Mr. Foster giggled. That titter was skyrocketing up Ani’s list of least favorite sounds. In a day and a half it had passed “dogs howling” and was set to overtake “little girls on fire” in a matter of moments.
“Well,” he said, “can you help Teah with her questions?”
Sam banged her head on the desk, causing a crayon mass-suicide. Still face down, she said, “I’d be delighted to.”
Teah looked up from her worksheet. “What’d I do?”
* * *
At the lab, Ani stepped off the bus and let Mr. Benson unlock her mouth guard. It felt good to take off their helmets. As Mr. Benson unlocked Sam’s, her hair fell in blonde rivulets to her shoulders.
“That’s so not fair,” Lydia said.
Kyle hissed, and Joe nudged Lydia with his elbow. Grinning, Joe said, “And what’s fair?”
They’d made a deal almost a year before: being dead was hard enough without constant whining about it. Nobody was supposed to complain that anything was unfair.
Lydia rolled her eyes. “A four-letter ‘eff’ word.” She jutted an accusing finger at Sam. “But look at her hair!”
Lydia was right. Sam’s hair looked almost perfect right out of the helmet. The rest of them wore wigs, except the boys, who claimed not to care. Even so, there was no point complaining about “fair” when you were one of ten people on the planet unlucky enough to be the walking dead.
Sam smiled. “It’s only a matter of time, Lydia. One of these days we’ll have a cure, and no one will have to go through this ever again.”
Joe chuckled. “It’s not like we chose to be this way. If I had to choose a monster, I’d be Godzilla.”
Ani tried not to smile, and failed. “Sparkly vampire, Joe. That’s where it’s at.”
A blue Audi four-seater screeched to a halt next to the bus. Sarah Romero had bought the car seven years before, when she was still a practicing surgeon, and liked it enough to keep paying for repairs instead of getting a new one. She got out, stretched, and waved. Mike waved back.

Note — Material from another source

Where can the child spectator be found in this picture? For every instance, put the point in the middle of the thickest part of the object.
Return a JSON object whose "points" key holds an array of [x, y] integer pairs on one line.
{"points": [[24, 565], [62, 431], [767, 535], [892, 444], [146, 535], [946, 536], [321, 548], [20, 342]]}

“I got them from here, Frank,” she said. Mr. Benson gave her a curt nod and walked off without another word. Ani had the impression he didn’t much like his job. “Okay, kids, homework first, free time until nine, and then bath time.”
Nobody bothered to complain. Every night from 9:00 pm until 6:00 am they soaked in the “bath”—a noxious mix of formaldehyde, regeneratives, and ice. At least now they had their own rooms so they could listen to their own music. Kyle liked alt-punk and thrash metal, Devon preferred silence, and Lydia liked pop and dubstep. Ani’s tastes meshed with Lydia’s, but Ani also liked classical music, which Lydia hated.

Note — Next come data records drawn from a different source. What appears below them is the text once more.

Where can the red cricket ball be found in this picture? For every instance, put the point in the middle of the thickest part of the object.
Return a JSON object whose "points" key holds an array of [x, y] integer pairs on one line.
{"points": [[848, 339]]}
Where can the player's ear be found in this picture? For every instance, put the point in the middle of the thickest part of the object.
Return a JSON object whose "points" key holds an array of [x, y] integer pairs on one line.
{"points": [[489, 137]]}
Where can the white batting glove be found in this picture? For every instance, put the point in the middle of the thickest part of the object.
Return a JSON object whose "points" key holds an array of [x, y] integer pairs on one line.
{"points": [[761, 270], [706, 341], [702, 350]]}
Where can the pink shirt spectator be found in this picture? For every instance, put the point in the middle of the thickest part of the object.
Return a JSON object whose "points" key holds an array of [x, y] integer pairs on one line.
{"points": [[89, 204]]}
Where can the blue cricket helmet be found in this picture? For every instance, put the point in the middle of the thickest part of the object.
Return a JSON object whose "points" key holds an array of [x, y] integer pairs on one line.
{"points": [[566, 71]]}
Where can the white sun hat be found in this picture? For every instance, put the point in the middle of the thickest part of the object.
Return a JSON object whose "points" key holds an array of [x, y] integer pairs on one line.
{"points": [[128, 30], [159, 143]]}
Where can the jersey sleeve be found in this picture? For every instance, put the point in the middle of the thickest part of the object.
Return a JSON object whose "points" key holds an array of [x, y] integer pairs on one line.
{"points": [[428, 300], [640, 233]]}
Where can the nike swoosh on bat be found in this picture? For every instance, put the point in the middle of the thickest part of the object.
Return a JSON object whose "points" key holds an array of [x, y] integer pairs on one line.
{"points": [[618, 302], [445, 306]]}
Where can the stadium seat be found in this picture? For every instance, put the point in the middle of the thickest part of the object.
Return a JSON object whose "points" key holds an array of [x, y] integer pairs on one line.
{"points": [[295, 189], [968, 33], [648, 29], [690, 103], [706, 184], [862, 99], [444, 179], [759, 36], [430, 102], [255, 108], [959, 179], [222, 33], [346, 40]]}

Her mother tapped her shoulder, shattering her reverie. “You okay, sweetie?”
“Yeah. Just thinking.” They stepped toward the lab and Ani’s thoughts turned to the ride to school. “What’s up with the weirdos outside Wegmans? The ones all in black? I think we met one of them in school today.”

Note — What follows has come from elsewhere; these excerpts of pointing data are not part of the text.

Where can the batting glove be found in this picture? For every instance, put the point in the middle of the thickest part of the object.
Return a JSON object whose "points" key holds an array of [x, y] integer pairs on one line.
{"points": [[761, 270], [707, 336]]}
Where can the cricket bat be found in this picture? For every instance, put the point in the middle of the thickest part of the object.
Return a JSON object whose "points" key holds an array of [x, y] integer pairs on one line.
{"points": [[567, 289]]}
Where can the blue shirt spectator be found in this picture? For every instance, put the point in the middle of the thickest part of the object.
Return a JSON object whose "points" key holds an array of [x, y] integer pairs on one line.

“Yeah, those guys are creepy,” Lydia said, hugging herself.
“Since the injunction allowed you kids to come back to school, a lot of people moved out of town, but others have been trickling in. A weird group. They started some kind of pagan church up on Vine Street.”
Devon raised an eyebrow. “Are they dangerous?”
Kyle snorted. “What’s going to be dangerous to us?”
Joe grinned. “Nothing would be dangerous to me if I were Godzilla! RAWR!” He clawed the air and stomped around in a circle. Mike laughed and clapped his hands.
“All right, guys. Homework time.” Sarah pointed toward the lab door. Joe stomped in that direction, Mike and Kyle at his heels. A final roar and they were inside.
“Boys,” Teah said.
“Men are no smarter,” Sarah said. “Just bigger.” She followed the boys inside.
Teah’s voice dropped to a conspiratorial whisper. “Bill’s coming to visit next week.”
“Is he on leave?” Devon asked.
Teah flashed her eyes. “Not exactly.” Ani and Sam exchanged looks.
“And how ‘exactly’ is he going to visit?” Devon pulled off her blonde wig, ran her hand over her puckered scalp, and put it back on.
Teah pouted. “We just want to see each other, you know, through the fence? It’s been a year.” The whine in her voice put Ani’s teeth on edge.
“Just don’t do anything stupid,” Ani said. Ani knew first-hand that zombism didn’t suppress hormonal stupidity. Bill going AWOL from the army to see his dead girlfriend was already stupid. Anything beyond that was a bonus prize.